Dans mes transparences j’ai voulu « dire » sans « exhiber », pour que soit préservé le contexte réel et pictural qui fait la narration. L’un ne saurait être défait au profit de l’autre. Entre le réel et l’image, le divorce est rapide. Il me semble que la meilleure façon d’éviter la confusion, c’est bien de juger l’image pour ses qualités propres.
Le réel, lui, nous échappe de toute façon.

Avec le temps, l’œuvre qui agit en profondeur et produit de l’affect devient un modèle. On dira « je l’aime » lorsqu’il s’agit d’une oeuvre classique répondant au schéma de Lady Parker. Mais si, à propos d’une oeuvre contemporaine on dirait plutôt « elle m’intéresse », c’est que son fonctionnement est autre. Dans son principe elle est plutôt tournée vers l’extérieur. Elle communique, intercepte, interfère, interagit. Elle agit « entre ». Elle m’intéresse justement par ce qu’étant en dehors de moi, elle m’offre un chemin à parcourir. Un passage s’est ouvert sur un domaine que je ne connaissais pas. C’est que le lieu de l’art contemporain est précisément celui de la désaffection. Gare, garage, entrepôt, sont désaffectés. Visages, chantiers, living-rooms, autoroutes, sont désaffectés. Etre contemporain c’est précisément aller vers cette marge, découvrir et se découvrir. Il y a bien ici une réciprocité.
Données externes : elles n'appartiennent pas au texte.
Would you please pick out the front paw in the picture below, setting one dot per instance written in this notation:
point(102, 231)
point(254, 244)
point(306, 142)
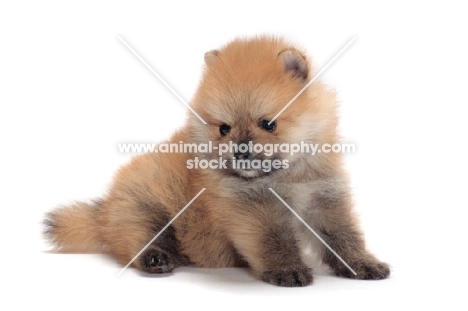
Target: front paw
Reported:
point(289, 277)
point(365, 270)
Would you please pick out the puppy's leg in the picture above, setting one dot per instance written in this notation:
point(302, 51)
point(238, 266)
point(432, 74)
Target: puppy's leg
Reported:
point(131, 225)
point(266, 240)
point(333, 220)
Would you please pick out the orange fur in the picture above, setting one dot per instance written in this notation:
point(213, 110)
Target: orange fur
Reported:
point(237, 221)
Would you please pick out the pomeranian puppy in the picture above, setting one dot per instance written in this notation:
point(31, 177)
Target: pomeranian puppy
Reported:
point(237, 221)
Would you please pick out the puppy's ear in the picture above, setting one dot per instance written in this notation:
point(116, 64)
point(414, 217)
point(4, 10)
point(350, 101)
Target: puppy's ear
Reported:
point(211, 56)
point(295, 63)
D’ailleurs, si cette conversation semble un peu « border », c’est qu’elle est à la marge des sujets traditionnels de l’art contemporain. Cependant, comme en art contemporain la marge est au centre. On dira donc de cette conversation, qu’elle est essentielle.

Dans la mesure où l’œuvre conquiert un nouvel espace d’existence, produit de l’affect et devient avec le temps un modèle de compréhension du réel. Je dirais, pour répondre à ta formidable question, s’il est possible d’être aimé par l’image : « oui, bien sûr ».
D’ailleurs elle ne saurait vivre sans nous.